L’Union syndicale des magistrats (USM, majoritaire), suivie par le Syndicat de la magistrature (SM, gauche) et leurs homologues des juridictions administratives, mais aussi l’Association nationale des juges de l’application des peines, placés en première ligne, ont dénoncé la « démagogie » du ministre de l’intérieur. « Quand -celui-ci- exploite la douleur d’une famille pour mettre les juges au pas, la démocratie n’y gagne pas« , ont-ils écrit dans une tribune-pétition soumise à la signature des 8 000 magistrats en poste.

SEMAINE AGITÉE

L’initiative est venue clore une semaine agitée. Dans de nombreuses juridictions, des motions de protestation ont été adoptées en assemblée générale. Le premier président de la Cour de cassation, Guy Canivet, a pris la parole pour souligner les dangers qu’il y avait à faire du juge un « bouc émissaire« .

Les premiers présidents des cours d’appel ont aussi rédigé un texte. Bien qu’ils « partagent la douleur des proches de la victime et comprennent l’émotion qui a fait réagir publiquement le ministre de l’intérieur« , ils ont dénoncé une « pression inadmissible sur les juges qui apprécient des situations difficiles« . Ils ont rappelé « que mettre en jeu leur responsabilité du fait de leurs décisions placerait la France en rupture avec ses engagements internationaux et les standards démocratiques« .

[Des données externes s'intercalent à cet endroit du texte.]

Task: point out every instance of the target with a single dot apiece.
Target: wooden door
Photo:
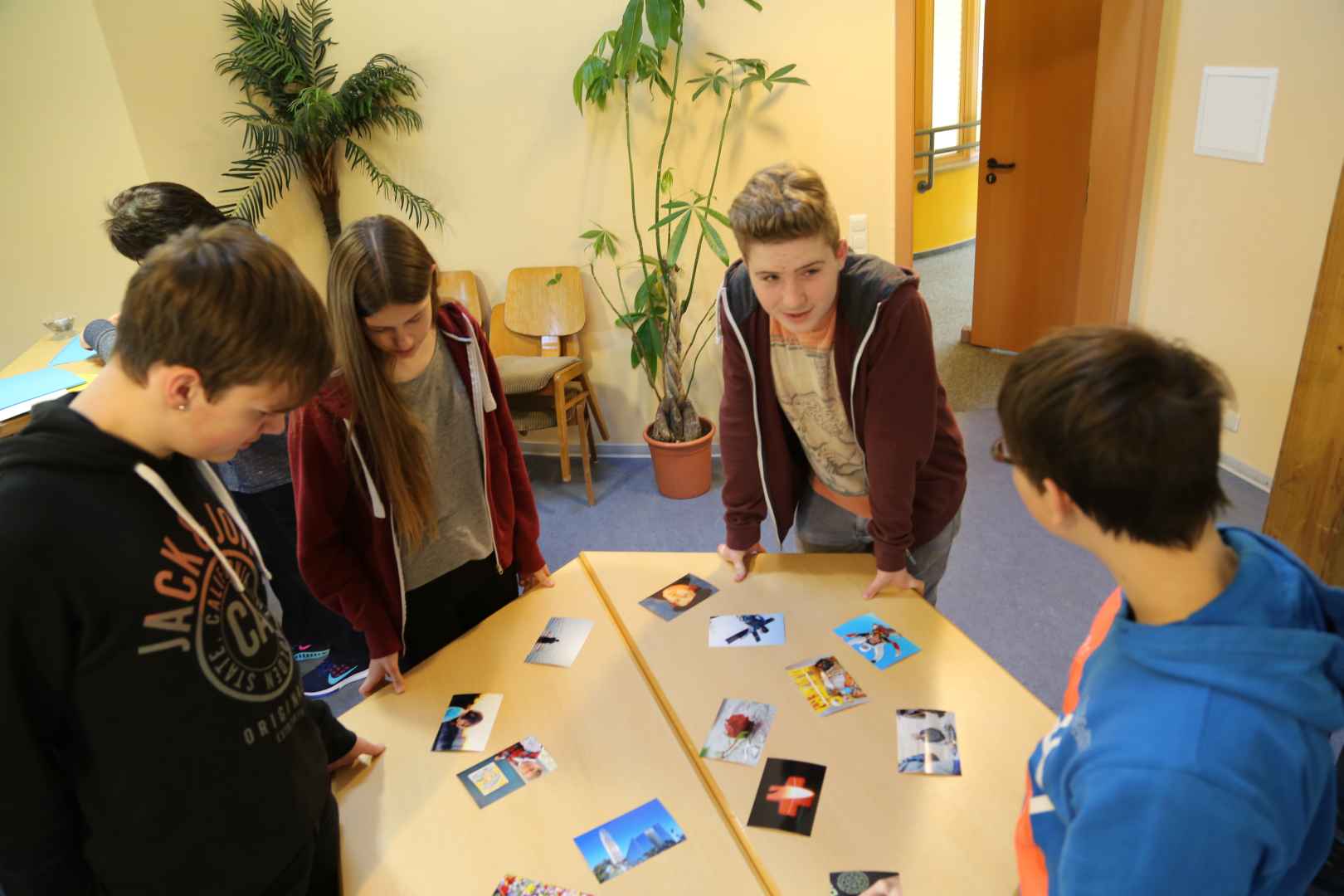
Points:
(1040, 80)
(1307, 503)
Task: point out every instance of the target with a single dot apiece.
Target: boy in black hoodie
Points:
(155, 730)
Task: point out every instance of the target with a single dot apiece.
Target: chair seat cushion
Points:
(522, 375)
(533, 419)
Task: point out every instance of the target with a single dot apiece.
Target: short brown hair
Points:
(229, 304)
(147, 215)
(784, 202)
(1127, 423)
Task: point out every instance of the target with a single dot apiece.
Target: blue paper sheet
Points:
(24, 387)
(71, 353)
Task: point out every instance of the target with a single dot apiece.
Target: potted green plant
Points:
(293, 121)
(620, 62)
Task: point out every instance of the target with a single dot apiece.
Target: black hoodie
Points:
(155, 738)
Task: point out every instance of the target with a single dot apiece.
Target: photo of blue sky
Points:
(626, 829)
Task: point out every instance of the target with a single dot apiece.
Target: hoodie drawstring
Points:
(227, 500)
(156, 481)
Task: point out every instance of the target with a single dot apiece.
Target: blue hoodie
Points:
(1194, 757)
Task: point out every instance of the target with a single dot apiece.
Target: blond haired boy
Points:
(832, 416)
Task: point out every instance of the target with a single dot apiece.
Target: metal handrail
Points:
(925, 186)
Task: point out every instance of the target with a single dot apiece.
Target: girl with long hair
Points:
(416, 514)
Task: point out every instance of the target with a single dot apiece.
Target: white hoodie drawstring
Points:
(156, 481)
(379, 511)
(227, 500)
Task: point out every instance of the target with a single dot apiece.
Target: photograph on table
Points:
(788, 796)
(739, 731)
(492, 779)
(825, 685)
(629, 840)
(746, 631)
(875, 641)
(466, 722)
(926, 740)
(670, 602)
(559, 642)
(864, 883)
(515, 885)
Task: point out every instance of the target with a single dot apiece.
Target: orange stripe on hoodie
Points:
(1032, 874)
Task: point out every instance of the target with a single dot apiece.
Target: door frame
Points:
(1127, 74)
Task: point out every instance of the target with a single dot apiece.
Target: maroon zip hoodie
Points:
(895, 405)
(347, 548)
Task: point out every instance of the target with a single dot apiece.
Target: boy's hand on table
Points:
(884, 887)
(898, 579)
(539, 579)
(360, 748)
(381, 670)
(739, 561)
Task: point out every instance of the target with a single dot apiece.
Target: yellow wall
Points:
(1230, 251)
(69, 148)
(507, 158)
(947, 214)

A Perpignan, la motion adoptée a même souligné que « le discrédit jeté sur une décision juridictionnelle (…) constitue un délit« .

« Choqués » et « inquiets » , juges du siège et magistrats du parquet estiment que Nicolas Sarkozy a franchi une ligne jaune. « On n’a jamais vu de telles attaques frontales de la part de quelqu’un qui est susceptible de devenir le chef de l’Etat » , a remarqué Jean-Pierre Dintilhac, ancien procureur de la République de Paris, sur les marches du palais. « Si le ministre de l’intérieur veut la guerre, il l’aura, a ajouté un autre magistrat. Des collègues sont prêts à annuler des procédures : nous n’avons pas que des dossiers bien ficelés par la police. »

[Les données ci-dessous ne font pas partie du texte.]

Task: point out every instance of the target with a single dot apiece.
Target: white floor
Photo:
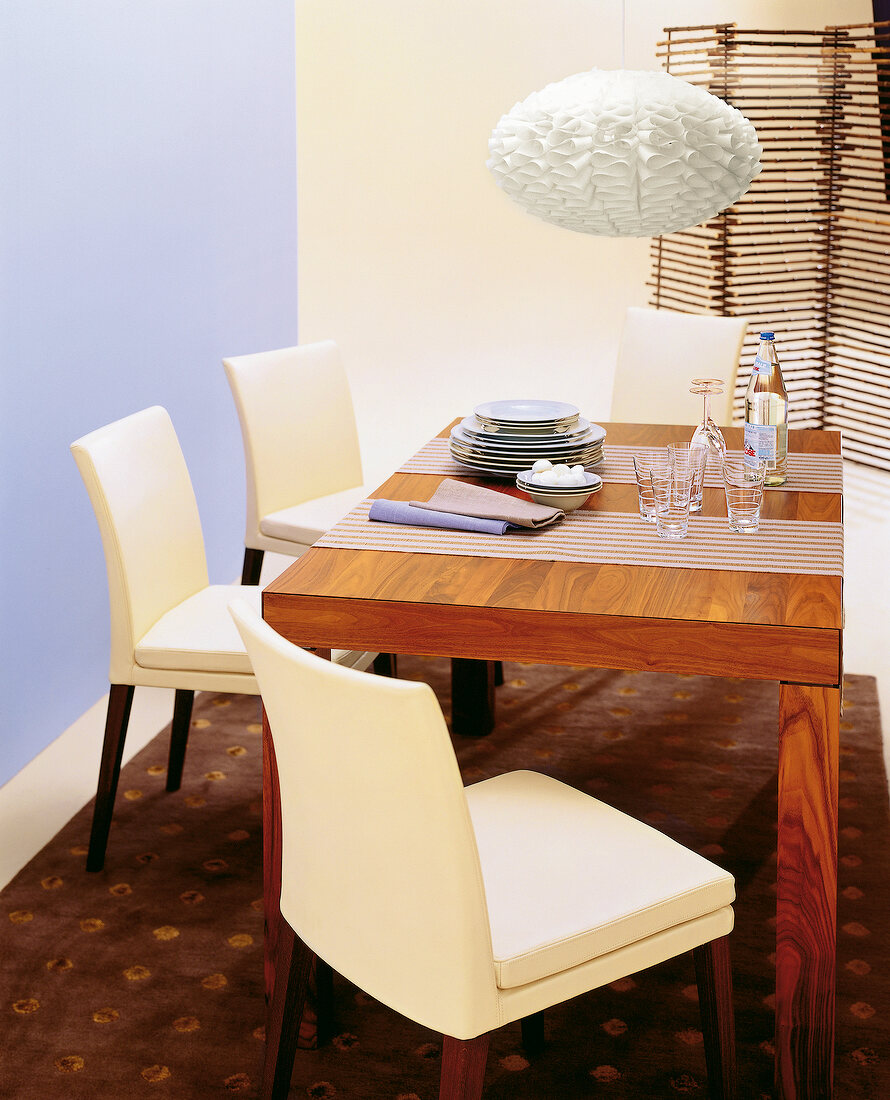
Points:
(63, 778)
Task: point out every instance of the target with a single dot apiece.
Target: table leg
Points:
(472, 696)
(272, 860)
(805, 937)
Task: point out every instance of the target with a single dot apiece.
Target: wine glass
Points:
(707, 432)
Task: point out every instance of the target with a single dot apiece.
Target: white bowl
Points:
(567, 497)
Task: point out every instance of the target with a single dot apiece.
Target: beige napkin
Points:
(461, 498)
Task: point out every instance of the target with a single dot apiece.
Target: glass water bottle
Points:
(766, 414)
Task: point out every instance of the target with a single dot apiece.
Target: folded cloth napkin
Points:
(465, 499)
(400, 512)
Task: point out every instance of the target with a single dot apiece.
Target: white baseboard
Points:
(51, 789)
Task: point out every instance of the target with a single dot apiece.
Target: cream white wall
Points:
(440, 290)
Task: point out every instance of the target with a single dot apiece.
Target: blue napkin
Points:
(400, 512)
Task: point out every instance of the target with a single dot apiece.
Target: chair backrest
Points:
(141, 492)
(298, 426)
(380, 868)
(659, 355)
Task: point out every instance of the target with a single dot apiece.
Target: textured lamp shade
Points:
(624, 153)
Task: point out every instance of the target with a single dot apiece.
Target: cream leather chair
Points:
(462, 909)
(169, 627)
(661, 352)
(300, 448)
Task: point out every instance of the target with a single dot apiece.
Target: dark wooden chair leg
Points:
(182, 722)
(533, 1033)
(252, 567)
(385, 664)
(293, 967)
(323, 1001)
(463, 1067)
(714, 978)
(472, 696)
(120, 700)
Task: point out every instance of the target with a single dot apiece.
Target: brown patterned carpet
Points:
(145, 979)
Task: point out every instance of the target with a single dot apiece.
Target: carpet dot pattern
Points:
(146, 978)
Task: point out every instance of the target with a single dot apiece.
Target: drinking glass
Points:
(739, 473)
(691, 459)
(707, 432)
(673, 493)
(744, 486)
(644, 463)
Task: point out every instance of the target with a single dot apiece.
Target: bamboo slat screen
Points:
(806, 251)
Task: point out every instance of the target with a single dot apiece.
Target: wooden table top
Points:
(777, 626)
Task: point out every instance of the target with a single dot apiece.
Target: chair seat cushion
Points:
(199, 634)
(306, 523)
(569, 879)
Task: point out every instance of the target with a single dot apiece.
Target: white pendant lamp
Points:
(624, 153)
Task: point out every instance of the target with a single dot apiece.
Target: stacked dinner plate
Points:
(504, 438)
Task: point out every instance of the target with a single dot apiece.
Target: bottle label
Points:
(760, 442)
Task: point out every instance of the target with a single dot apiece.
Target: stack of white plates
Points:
(508, 437)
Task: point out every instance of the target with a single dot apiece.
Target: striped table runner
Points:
(806, 473)
(615, 538)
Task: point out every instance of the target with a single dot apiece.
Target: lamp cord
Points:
(624, 26)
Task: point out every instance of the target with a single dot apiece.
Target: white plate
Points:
(472, 426)
(509, 469)
(524, 459)
(528, 441)
(525, 411)
(534, 448)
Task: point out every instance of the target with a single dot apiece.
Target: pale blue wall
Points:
(149, 228)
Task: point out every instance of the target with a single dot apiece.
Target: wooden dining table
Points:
(718, 622)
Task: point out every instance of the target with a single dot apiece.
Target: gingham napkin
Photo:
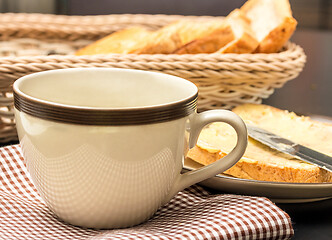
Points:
(192, 214)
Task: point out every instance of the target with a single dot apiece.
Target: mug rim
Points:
(87, 115)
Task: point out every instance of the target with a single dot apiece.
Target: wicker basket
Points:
(38, 42)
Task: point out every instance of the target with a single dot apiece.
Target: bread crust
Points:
(209, 43)
(275, 33)
(277, 38)
(122, 41)
(259, 161)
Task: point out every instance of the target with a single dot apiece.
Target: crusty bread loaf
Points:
(244, 38)
(271, 21)
(233, 35)
(259, 26)
(123, 41)
(259, 161)
(135, 40)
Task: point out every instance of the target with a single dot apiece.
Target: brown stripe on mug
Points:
(105, 116)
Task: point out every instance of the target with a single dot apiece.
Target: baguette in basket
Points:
(259, 161)
(259, 26)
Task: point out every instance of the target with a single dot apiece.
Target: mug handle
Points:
(196, 125)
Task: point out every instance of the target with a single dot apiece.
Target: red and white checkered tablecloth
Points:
(192, 214)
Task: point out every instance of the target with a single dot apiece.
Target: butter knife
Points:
(291, 148)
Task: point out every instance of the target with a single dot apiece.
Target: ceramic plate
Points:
(277, 191)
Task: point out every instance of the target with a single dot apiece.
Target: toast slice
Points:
(122, 41)
(214, 37)
(136, 40)
(259, 161)
(271, 21)
(245, 40)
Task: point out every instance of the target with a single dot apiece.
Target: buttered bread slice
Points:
(259, 161)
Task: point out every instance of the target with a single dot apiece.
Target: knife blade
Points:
(289, 147)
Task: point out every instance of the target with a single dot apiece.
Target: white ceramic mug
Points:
(105, 146)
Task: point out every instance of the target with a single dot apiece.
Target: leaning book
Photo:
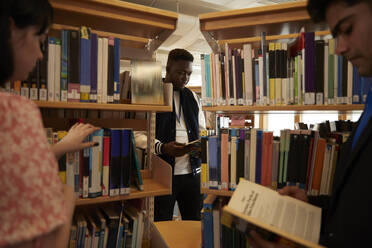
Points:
(275, 217)
(147, 85)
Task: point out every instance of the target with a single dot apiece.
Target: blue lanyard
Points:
(179, 110)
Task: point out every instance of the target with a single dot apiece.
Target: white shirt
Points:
(182, 164)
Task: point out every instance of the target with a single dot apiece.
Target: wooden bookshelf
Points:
(138, 26)
(216, 192)
(151, 188)
(99, 106)
(296, 108)
(236, 27)
(156, 182)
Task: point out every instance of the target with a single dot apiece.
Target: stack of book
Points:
(107, 169)
(304, 72)
(108, 226)
(306, 158)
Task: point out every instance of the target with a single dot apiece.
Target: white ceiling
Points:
(188, 35)
(196, 7)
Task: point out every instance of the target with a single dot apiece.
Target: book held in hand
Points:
(275, 217)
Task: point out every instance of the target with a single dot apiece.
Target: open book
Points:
(275, 217)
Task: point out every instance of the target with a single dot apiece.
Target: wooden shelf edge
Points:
(350, 107)
(99, 106)
(89, 11)
(273, 7)
(159, 184)
(151, 188)
(216, 192)
(138, 7)
(269, 38)
(104, 34)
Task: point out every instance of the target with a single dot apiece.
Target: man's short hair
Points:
(317, 8)
(179, 54)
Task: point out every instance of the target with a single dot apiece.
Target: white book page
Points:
(288, 214)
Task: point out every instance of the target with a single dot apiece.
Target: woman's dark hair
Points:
(317, 8)
(24, 13)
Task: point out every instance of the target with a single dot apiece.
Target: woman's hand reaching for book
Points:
(294, 192)
(74, 140)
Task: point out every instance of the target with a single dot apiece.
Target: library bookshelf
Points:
(216, 192)
(141, 31)
(281, 22)
(98, 106)
(155, 183)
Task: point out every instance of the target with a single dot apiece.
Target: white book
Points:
(57, 73)
(104, 69)
(349, 98)
(70, 169)
(326, 56)
(252, 156)
(204, 89)
(247, 52)
(99, 70)
(299, 80)
(233, 181)
(234, 79)
(261, 79)
(335, 83)
(51, 69)
(297, 221)
(95, 166)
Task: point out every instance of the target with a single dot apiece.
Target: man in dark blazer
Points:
(347, 213)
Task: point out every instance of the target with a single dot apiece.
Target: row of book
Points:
(304, 72)
(297, 157)
(78, 67)
(110, 226)
(106, 169)
(92, 114)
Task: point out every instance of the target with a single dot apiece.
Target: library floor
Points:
(176, 234)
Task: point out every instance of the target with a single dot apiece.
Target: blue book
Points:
(93, 67)
(114, 184)
(85, 52)
(135, 170)
(259, 156)
(366, 82)
(95, 164)
(339, 79)
(208, 78)
(116, 70)
(125, 161)
(64, 64)
(356, 86)
(257, 83)
(207, 221)
(213, 161)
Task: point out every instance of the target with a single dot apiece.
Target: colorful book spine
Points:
(64, 64)
(115, 162)
(85, 61)
(95, 164)
(116, 70)
(125, 161)
(93, 67)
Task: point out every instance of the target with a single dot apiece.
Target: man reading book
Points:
(346, 214)
(174, 132)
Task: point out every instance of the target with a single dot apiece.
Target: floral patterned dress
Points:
(31, 193)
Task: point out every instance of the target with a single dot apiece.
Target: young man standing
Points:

Le milieu judiciaire défend avec vigueur la libération conditionnelle, mesure-phare de l’aménagement des peines et de la lutte contre la récidive. Ces jours derniers, les magistrats les plus exaspérés évoquaient l’idée de bloquer les décisions de libération conditionnelle, ce qui aurait pour effet de placer le gouvernement devant ses responsabilités. Les juges d’application des peines, pour leur part, ont une nouvelle fois dénoncé le manque de moyens alloués au suivi des condamnés.

Dans plusieurs motions adoptées à l’initiative de l’USM, les magistrats ont rappelé qu’en 2004, lors de l’inauguration d’une nouvelle prison à Toulon, le garde des sceaux Dominique Perben s’exprimait en ces termes : « Il n’y aura pas de sécurité durable tant que nous n’offrirons pas aux détenus les moyens de reprendre, le moment venu, leur place dans la société. Dans leur immense majorité, ils ont vocation à le faire comme les êtres humains à part entière qu’ils n’ont jamais cessé d’être. »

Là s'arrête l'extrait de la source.